The onslaught of proposals reflects a turn in the road, said James Bamford, a journalist who has written three books about the NSA.
“This is the first time I’ve seen momentum building to actually rein in the NSA and put some controls on it,” said the author of “The Shadow Factory: The NSA from 9/11 to the Eavesdropping on America.” “The public is concerned and wants something done. I’m keeping my fingers crossed.”
Beyond lawmakers’ proposals to revamp how the court operates lies a little-noticed but potentially explosive proposal to change who appoints the judges.
By law, the chief justice of the United States alone appoints members of the FISA court to single, seven-year terms. The judges are drawn from the ranks of 2,758 U.S. District Court judges who reached their $174,000-a-year posts following security background checks and Senate confirmation.
So far, Chief Justice John Roberts, who was sworn in almost eight years ago, has appointed 14 U.S. District Court judges to fill the part-time slots on the FISA court. Twelve of those 14 judges initially were appointed to their lifetime judgeships by Republican presidents, and 10 of the 11 judges currently serving on the FISA court were named to the bench by GOP presidents.

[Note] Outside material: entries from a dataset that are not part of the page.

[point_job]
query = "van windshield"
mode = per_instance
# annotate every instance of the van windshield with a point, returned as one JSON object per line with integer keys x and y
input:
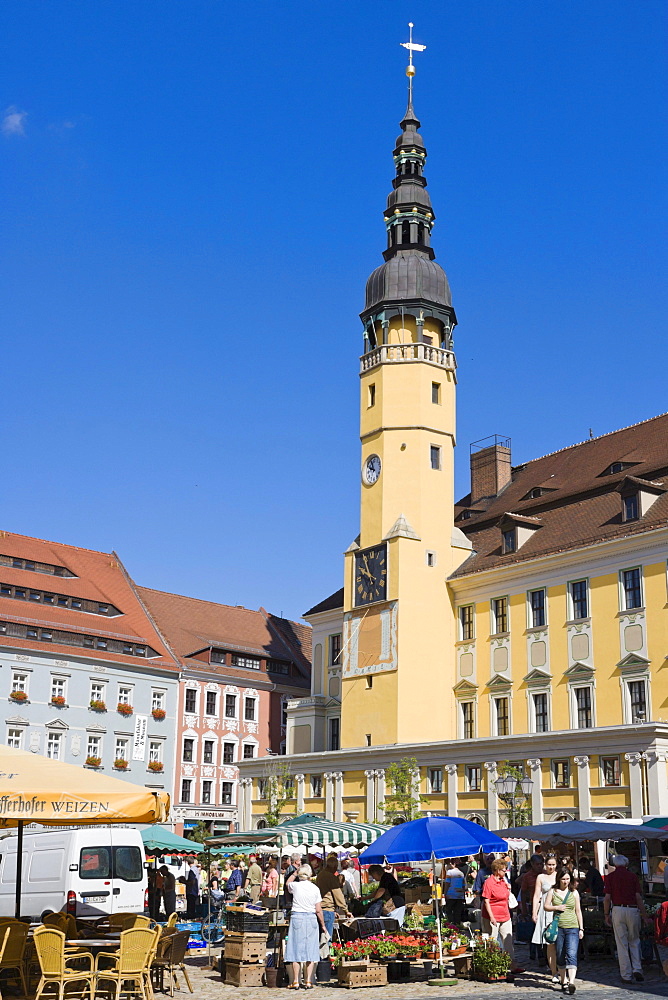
{"x": 111, "y": 862}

Legislation proposed by four-term Rep. Steve Cohen, D-Tenn., would limit the chief justice to appointing three FISA judges with the four members of the House and Senate leadership each picking two additional judges.
“These provisions would guarantee some measure of ideological diversity and would prevent one person — the chief justice — from having too much influence over who makes such important decisions affecting all of our lives,” Cohen said.
Chance at reform
Outside experts see little chance that a deeply divided Congress will enact major legislative changes to the surveillance programs. But mounting political pressure on Congress and on the Obama administration may force the FISA court to adopt changes that would have been unthinkable before the furor erupted over Snowden’s leaks.
“There’s a fair chance that some of these reforms might come from the FISA court and from the NSA, where the leadership is sympathetic to the need for greater accountability,” said William Banks, director of the Institute for National Security and Counterterrorism Syracuse University law school.
The moves may include limited publishing of FISA court opinions, creating an adversarial process within the court and even tinkering with the appointment process to give the president or attorney general the power to appoint the FISA judges.
“The devil will be in the details,” Vladeck said. “But there are lots of ways to make changes if that is the goal.”